November 8, 09:00 GMT (UTC+2) The invasion begins with heavy Soviet airstrikes on airbases and other military installations in West Germany. The Soviets have created three "fronts", each responsible for offensive operations in their corresponding area of West Germany.

At the same time, East German and Soviet marines stage a massive amphibious landing at the town of Kiel in Schleswig-Holstein, just 60 miles north of Hamburg. News of the outbreak of war results in panic in countries like Britain and the US; grocery stores are quickly crowded and emptied by panicked shoppers. NATO forces, surprised by the magnitude of the assault, struggle to hold back the Warsaw Pact forces, committing most of their ground troops to push back the beachhead in the North. Hours later, East German and Soviet ground forces drive through the Fulda Gap to divide the outstretched NATO armies and capture major cities, including Nuremberg. It soon becomes clear that conventional weaponry will not be enough to stop the enemy advance; NATO ultimately makes the fateful decision to use tactical nuclear weapons to prevent the Soviets from reaching the Rhine. The Pershing II missiles stationed in West Germany are readied for launch.
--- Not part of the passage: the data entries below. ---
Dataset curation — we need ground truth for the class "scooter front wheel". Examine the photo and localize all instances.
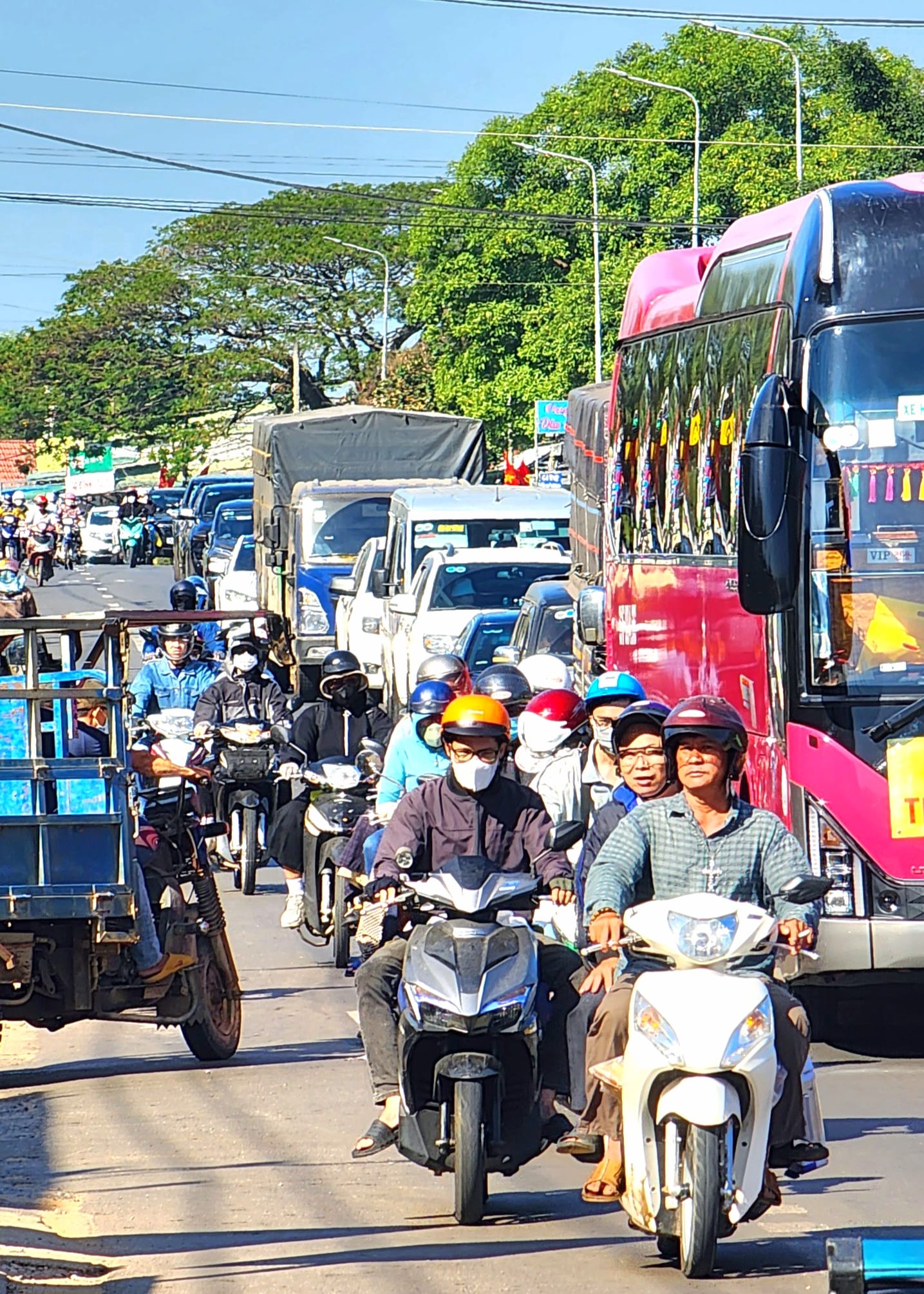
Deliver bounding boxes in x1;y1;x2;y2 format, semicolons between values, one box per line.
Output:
453;1080;488;1227
679;1123;724;1279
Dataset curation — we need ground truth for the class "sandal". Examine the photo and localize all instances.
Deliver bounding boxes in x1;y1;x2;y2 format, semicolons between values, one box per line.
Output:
555;1125;605;1163
351;1119;397;1159
581;1158;625;1204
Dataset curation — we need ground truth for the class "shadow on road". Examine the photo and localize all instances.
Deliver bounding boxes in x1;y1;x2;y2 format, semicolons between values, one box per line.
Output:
0;1035;363;1091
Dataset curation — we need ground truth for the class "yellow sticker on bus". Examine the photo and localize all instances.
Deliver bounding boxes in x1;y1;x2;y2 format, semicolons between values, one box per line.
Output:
885;736;924;840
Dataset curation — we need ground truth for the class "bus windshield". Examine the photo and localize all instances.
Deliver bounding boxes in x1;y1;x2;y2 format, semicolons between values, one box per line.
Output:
809;318;924;695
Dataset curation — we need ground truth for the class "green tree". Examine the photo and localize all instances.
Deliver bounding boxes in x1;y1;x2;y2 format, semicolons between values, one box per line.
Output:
408;24;924;449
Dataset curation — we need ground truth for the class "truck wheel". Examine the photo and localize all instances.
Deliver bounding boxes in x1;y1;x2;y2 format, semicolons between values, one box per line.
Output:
453;1080;488;1227
333;873;350;971
241;809;260;894
180;931;241;1061
679;1123;724;1279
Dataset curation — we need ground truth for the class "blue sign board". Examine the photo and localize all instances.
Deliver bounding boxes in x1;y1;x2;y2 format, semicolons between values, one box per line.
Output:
536;400;568;436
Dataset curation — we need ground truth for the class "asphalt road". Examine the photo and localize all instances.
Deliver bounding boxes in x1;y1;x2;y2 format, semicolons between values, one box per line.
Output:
0;567;924;1294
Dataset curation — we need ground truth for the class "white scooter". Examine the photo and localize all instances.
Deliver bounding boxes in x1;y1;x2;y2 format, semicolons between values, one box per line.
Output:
591;876;829;1277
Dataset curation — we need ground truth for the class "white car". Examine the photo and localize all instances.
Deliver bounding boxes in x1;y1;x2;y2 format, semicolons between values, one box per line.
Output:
80;508;119;562
215;535;260;611
330;536;384;687
390;547;570;709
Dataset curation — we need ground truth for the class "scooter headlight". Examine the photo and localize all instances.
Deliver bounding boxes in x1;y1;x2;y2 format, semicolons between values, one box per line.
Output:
722;995;773;1069
404;980;469;1034
632;993;683;1066
668;912;738;962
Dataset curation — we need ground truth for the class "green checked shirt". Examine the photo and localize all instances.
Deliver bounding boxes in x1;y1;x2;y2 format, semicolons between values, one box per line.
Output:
585;794;818;971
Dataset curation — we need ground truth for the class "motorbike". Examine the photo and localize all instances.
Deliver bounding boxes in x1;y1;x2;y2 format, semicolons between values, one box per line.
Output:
585;876;831;1277
26;527;57;587
212;719;278;894
119;517;145;567
0;613;241;1062
272;725;384;971
385;823;583;1226
54;522;80;571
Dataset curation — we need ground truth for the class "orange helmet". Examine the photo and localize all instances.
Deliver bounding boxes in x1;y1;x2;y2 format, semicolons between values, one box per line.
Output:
442;696;510;741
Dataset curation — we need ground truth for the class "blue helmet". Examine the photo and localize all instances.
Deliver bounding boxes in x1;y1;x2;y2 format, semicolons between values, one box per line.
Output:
583;669;647;710
408;678;455;718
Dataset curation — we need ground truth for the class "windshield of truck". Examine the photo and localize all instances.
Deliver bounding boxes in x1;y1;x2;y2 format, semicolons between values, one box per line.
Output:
413;517;569;571
301;494;391;562
196;481;254;522
532;607;574;656
215;508;254;549
809;318;924;694
429;562;561;611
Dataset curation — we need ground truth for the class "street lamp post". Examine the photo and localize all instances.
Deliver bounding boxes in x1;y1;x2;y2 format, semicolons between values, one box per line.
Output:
603;67;700;247
692;18;802;193
513;140;603;382
323;234;390;382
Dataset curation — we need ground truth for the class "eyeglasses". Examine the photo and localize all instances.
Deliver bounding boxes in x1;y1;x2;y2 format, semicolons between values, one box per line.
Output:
616;745;664;768
449;745;501;763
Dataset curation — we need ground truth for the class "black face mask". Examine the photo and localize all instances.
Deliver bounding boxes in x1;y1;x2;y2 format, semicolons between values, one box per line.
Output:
328;678;366;705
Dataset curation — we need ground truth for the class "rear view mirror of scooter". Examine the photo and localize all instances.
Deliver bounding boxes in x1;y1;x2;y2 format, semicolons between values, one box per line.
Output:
777;876;833;903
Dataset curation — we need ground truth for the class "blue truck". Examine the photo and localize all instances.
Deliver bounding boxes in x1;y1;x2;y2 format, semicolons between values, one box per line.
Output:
254;405;487;698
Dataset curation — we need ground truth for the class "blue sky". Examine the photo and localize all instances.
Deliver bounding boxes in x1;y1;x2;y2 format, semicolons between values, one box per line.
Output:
0;0;924;330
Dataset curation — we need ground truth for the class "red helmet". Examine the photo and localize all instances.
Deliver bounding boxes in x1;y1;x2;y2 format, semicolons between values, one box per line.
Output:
516;687;587;754
661;696;748;777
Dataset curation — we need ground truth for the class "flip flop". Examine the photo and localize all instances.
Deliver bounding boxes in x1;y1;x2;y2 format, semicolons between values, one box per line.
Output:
581;1159;624;1204
351;1119;397;1159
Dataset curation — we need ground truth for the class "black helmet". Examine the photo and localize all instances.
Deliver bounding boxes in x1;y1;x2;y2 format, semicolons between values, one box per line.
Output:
169;580;200;611
417;652;471;696
473;665;533;714
614;701;670;749
318;649;369;698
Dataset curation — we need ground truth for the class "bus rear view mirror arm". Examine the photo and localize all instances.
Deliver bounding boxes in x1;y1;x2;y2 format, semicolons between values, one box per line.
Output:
738;374;805;616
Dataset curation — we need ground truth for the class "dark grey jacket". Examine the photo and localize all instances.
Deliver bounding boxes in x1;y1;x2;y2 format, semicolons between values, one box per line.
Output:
374;771;572;881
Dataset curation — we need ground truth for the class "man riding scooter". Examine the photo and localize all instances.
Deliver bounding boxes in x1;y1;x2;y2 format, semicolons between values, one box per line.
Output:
568;696;827;1202
267;651;392;930
352;696;580;1159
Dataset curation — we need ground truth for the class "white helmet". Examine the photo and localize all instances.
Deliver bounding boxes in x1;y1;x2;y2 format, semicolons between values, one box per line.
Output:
516;652;572;696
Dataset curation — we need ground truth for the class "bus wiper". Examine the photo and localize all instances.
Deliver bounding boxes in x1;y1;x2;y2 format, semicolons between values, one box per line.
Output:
863;696;924;741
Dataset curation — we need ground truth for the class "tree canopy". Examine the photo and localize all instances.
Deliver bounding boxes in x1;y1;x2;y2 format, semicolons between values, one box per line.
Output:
0;23;924;466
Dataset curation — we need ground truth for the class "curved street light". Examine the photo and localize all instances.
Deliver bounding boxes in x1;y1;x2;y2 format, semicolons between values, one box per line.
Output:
601;67;700;247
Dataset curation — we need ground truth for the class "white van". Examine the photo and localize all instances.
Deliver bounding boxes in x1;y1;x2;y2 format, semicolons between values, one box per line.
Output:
374;485;570;712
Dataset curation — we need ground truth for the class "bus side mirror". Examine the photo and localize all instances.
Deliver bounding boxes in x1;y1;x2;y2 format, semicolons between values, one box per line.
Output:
738;374;805;616
577;585;606;647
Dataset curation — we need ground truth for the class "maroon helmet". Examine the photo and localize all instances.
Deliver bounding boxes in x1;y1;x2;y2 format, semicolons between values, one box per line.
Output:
516;687;587;754
661;696;748;777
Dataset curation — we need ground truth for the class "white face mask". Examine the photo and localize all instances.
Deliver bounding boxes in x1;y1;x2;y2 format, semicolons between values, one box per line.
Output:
453;758;498;794
420;722;442;750
590;719;614;750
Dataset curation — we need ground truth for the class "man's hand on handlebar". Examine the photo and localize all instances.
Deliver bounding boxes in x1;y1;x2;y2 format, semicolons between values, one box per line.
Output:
549;876;574;907
577;958;620;993
779;916;815;954
587;912;623;949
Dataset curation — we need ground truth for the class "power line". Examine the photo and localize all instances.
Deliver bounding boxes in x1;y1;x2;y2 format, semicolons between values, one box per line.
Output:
0;67;514;117
428;0;924;28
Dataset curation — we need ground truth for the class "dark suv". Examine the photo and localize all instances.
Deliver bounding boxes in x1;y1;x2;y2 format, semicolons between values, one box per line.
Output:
495;578;574;665
173;475;254;580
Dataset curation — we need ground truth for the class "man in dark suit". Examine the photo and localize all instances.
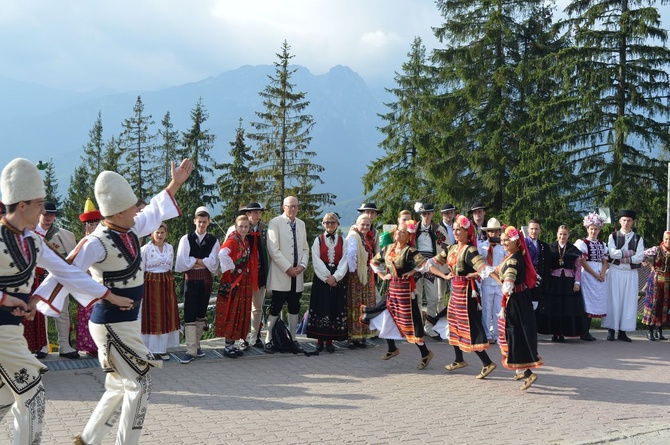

November 9, 1:00 GMT (UTC+2): NATO airbursts several tactical nuclear weapons delivered via Pershing II missiles and aircraft over advancing Soviet troops. Hundreds of enemy soldiers, tanks and equipment are vaporized in an instant. The Soviets respond with tactical nuclear strikes on NATO airbases.

November 10: A single TN-1200 free-fall nuclear bomb hits the US Army installation on the outskirts of Wiesbaden. Half an hour later, several American F-111s take off from RAF Upper Heyford in Oxfordshire, England. After successfully penetrating East German airspace, they fire AGM-69 SRAM nuclear air-to-surface missiles, all hitting major Soviet field headquarters - the main operating bases for the Group of Soviet Forces in Germany's units. The GSFG's own headquarters is also destroyed.